In this project we investigate snow distribution and snow cover characteristics in various permafrost rock walls and their influences on the thermal regime of the rock. In parallel, the mechanical influences of snow and meltwater on rock wall stability are being studied by our project partners at the University of Bonn and the TU Munich. The overall aim of the project is to investigate the impact of the snow cover on changes in the rock thermal regime and thus on the conservation or degradation of permafrost in steep rock walls.
The study sites are steep North- and South-oriented rock walls in the Swiss Alps at Gemsstock (central Swiss Alps), Steintälli (Valais Alps) and Jungfraujoch (Bernese Alps). The latter is located in continuous permafrost terrain, whereas Gemsstock and Steintälli are at the lower fringe of permafrost, where thermal changes in the rock can rapidly affect permafrost distribution and rock wall stability.
2014 - 2017
Snow cover distribution and thickness in rock walls is measured using a terrestrial laser scanner at different times in the course of winter. Snow depths are determined by comparing the winter laserscans with scans of the snow-free walls in summer, so-called high resolution digital elevation models. Automatic cameras register valuable information on weather conditions, snow distribution, snowmelt patterns, avalanches and ephemeral summer snow. Snow depths are also registered by automatic weather stations.
Our observations show that the local micro-topographic rock structure strongly influences snow cover distribution and that deep snow can accumulate on 70° to 80° steep slopes, particularly with step-like terrain. However, vertical and overhanging rock is generally snow-free but can be covered in snow and rime during storms, provoking short-term latent heat exchanges at the rock surface. Surprisingly, snow can disappear earlier in shady slopes if the rock surface in the sunny slopes is smoother with a more homogeneously distributed snow cover.
For the first time, snow pits have been dug in steep rock walls and these reveal strongly contrasting and aspect-dependent snow characteristics. Melt-forms and -crusts dominate on South-oriented slopes, whereas intense constructive snow metamorphism occurs on their North-facing counterparts. Wind redistribution and sloughing play an important role and the snow cover is often underlain by a layer of thick ice due to meltwater flowing down the bare rock surfaces and refreezing under the snow. Cavity hoar has been observed between strongly fractured rock and the snowpack, indicating that upward vapour transport occurs through fractures.
Near-surface rock temperatures are measured at 10 cm depth in vertical linear arrays over the rock walls with a distance of 3 m between each temperature logger. At the Gemsstock site, rock temperatures are also measured at depth, in a 40 m horizontal borehole which was drilled through the ridge from North to South in 2005.

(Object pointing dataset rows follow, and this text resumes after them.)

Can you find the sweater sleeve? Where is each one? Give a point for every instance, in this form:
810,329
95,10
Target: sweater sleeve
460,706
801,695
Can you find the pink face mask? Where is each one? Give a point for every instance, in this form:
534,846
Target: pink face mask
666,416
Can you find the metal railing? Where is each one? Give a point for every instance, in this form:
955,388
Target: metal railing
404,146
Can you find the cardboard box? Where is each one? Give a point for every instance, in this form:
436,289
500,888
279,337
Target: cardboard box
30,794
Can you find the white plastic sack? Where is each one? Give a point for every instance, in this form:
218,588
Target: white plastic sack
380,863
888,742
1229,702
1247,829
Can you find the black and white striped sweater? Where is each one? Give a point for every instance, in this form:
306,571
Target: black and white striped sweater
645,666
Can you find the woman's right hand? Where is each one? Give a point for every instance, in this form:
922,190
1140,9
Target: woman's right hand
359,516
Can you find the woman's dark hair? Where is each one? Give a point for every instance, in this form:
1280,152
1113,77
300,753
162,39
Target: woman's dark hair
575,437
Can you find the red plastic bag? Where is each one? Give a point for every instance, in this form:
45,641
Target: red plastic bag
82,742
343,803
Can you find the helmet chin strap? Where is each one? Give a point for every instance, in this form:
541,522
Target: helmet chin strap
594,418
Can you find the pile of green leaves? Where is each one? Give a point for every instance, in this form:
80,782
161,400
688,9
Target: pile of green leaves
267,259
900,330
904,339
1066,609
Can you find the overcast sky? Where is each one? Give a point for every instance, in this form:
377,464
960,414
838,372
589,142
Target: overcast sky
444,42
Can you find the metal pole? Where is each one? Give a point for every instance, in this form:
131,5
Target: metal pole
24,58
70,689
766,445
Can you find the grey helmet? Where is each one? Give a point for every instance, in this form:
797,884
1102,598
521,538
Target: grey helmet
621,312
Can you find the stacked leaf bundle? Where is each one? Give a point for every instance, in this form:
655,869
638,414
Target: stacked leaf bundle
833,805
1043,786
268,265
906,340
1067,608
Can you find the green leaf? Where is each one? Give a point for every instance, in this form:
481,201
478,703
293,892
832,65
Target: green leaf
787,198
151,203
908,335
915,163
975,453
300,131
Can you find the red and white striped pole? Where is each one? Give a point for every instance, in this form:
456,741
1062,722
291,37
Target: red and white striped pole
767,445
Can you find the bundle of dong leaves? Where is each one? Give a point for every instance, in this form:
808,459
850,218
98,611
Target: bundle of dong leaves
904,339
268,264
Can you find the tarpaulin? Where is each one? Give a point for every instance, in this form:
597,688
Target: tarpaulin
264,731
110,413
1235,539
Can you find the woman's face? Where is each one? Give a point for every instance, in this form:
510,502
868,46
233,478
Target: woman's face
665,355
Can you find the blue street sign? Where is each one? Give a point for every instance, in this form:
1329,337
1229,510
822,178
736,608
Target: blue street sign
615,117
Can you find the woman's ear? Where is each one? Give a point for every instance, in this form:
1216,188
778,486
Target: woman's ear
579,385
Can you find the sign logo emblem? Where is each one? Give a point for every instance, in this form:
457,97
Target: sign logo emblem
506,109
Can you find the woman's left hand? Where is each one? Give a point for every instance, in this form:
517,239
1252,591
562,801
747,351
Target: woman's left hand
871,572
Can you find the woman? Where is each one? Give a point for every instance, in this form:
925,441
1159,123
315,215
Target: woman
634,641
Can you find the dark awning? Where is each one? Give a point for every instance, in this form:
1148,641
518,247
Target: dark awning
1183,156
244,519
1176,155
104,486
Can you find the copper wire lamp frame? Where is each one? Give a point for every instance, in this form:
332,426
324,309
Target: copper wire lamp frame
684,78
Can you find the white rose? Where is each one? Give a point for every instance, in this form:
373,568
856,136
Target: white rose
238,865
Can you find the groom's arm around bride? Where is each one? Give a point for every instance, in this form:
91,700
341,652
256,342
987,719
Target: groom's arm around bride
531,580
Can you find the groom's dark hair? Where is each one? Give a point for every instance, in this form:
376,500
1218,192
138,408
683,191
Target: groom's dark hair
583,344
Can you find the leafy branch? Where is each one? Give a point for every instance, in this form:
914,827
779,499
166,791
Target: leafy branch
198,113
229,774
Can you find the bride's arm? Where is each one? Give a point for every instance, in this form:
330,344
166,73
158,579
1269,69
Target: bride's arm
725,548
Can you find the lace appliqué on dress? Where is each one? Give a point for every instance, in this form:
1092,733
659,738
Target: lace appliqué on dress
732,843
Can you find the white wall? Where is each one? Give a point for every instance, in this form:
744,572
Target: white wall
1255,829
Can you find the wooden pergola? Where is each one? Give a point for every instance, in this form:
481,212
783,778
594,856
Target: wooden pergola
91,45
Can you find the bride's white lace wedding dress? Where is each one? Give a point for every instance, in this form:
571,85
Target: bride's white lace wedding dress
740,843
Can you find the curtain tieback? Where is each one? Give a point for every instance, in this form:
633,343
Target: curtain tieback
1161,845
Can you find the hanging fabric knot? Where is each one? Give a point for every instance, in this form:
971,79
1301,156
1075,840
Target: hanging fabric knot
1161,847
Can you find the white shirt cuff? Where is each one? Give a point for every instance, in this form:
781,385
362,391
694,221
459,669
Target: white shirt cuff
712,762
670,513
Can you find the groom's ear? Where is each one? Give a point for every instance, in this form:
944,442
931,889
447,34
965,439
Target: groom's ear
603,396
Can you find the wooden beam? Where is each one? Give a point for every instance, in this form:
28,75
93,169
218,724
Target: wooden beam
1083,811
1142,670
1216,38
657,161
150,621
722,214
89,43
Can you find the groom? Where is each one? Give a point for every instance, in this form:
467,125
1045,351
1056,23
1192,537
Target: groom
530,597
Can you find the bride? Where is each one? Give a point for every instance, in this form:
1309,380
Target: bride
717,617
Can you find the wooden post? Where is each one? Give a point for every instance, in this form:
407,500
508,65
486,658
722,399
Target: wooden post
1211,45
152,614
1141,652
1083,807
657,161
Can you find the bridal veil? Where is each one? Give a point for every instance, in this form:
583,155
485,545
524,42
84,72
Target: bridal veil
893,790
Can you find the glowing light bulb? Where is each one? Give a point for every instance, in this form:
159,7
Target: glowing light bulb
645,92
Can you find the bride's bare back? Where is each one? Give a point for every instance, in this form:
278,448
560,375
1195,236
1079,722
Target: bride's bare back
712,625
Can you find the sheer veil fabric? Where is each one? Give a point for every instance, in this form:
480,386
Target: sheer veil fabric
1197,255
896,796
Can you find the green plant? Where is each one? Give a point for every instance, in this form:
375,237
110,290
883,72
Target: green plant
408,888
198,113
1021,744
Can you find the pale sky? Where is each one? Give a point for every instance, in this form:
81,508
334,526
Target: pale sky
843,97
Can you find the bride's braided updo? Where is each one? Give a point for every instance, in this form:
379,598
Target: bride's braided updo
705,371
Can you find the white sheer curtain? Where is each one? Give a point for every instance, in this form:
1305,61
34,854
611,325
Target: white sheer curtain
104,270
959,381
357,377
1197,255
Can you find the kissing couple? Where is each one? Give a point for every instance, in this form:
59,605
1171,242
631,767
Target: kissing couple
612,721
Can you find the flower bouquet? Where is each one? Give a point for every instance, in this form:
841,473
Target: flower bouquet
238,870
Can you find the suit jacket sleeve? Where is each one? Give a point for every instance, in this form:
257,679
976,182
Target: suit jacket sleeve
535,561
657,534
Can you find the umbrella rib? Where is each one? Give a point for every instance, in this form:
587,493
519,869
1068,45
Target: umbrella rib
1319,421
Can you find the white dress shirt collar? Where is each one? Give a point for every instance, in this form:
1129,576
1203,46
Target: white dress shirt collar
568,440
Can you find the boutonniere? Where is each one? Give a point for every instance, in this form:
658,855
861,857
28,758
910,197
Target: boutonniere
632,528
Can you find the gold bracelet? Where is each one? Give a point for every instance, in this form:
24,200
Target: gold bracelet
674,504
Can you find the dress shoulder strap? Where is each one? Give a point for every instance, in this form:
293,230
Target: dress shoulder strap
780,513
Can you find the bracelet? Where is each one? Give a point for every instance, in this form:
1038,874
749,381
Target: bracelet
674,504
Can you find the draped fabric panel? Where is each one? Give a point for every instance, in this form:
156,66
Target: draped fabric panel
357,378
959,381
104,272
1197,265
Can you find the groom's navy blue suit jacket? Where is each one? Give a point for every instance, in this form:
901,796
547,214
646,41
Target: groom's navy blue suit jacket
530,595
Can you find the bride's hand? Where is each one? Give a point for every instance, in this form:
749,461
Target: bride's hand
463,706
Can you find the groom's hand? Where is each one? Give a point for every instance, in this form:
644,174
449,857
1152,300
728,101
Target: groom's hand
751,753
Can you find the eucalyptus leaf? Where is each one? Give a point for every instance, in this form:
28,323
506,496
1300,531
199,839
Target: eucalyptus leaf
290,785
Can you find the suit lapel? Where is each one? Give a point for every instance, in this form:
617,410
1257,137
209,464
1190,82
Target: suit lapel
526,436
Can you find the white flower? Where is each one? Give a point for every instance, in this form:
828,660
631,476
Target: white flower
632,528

The near-surface rock temperature measurements deliver a wealth of information on the timing of the snow cover, melt and freezing processes, the effects of snowmelt water and the influences of slope, aspect and surface roughness on rock temperature. The data obtained during snow-free periods displays the occurrence of huge diurnal temperature variations and multiple freeze-thaw cycles near the surface of the rock. In contrast, borehole temperature data indicate that the rock reacts with a 6 month delay at depth to temperature influences at the surface - but also that precipitation and snow melt water can infiltrate into fractures at the surface and influence temperatures at depth within hours.
Energy exchanges between the snow or atmosphere and the underlying rock - and consequently changes in rock temperature are simulated using the 1D model SNOWPACK. The aims are 1) to develop an efficient system to realistically simulate the snow cover and its impact on rock temperatures in terrain where in-situ measurements are unavailable and 2) to model future trends of changing temperature and snow cover scenarios.
The hydrothermal and hydromechanical influences of snow melt infiltration in fractured bedrock are modelled by our German project partners using the coupled model UDEC. Both models are driven and validated using various types of data obtained in the field.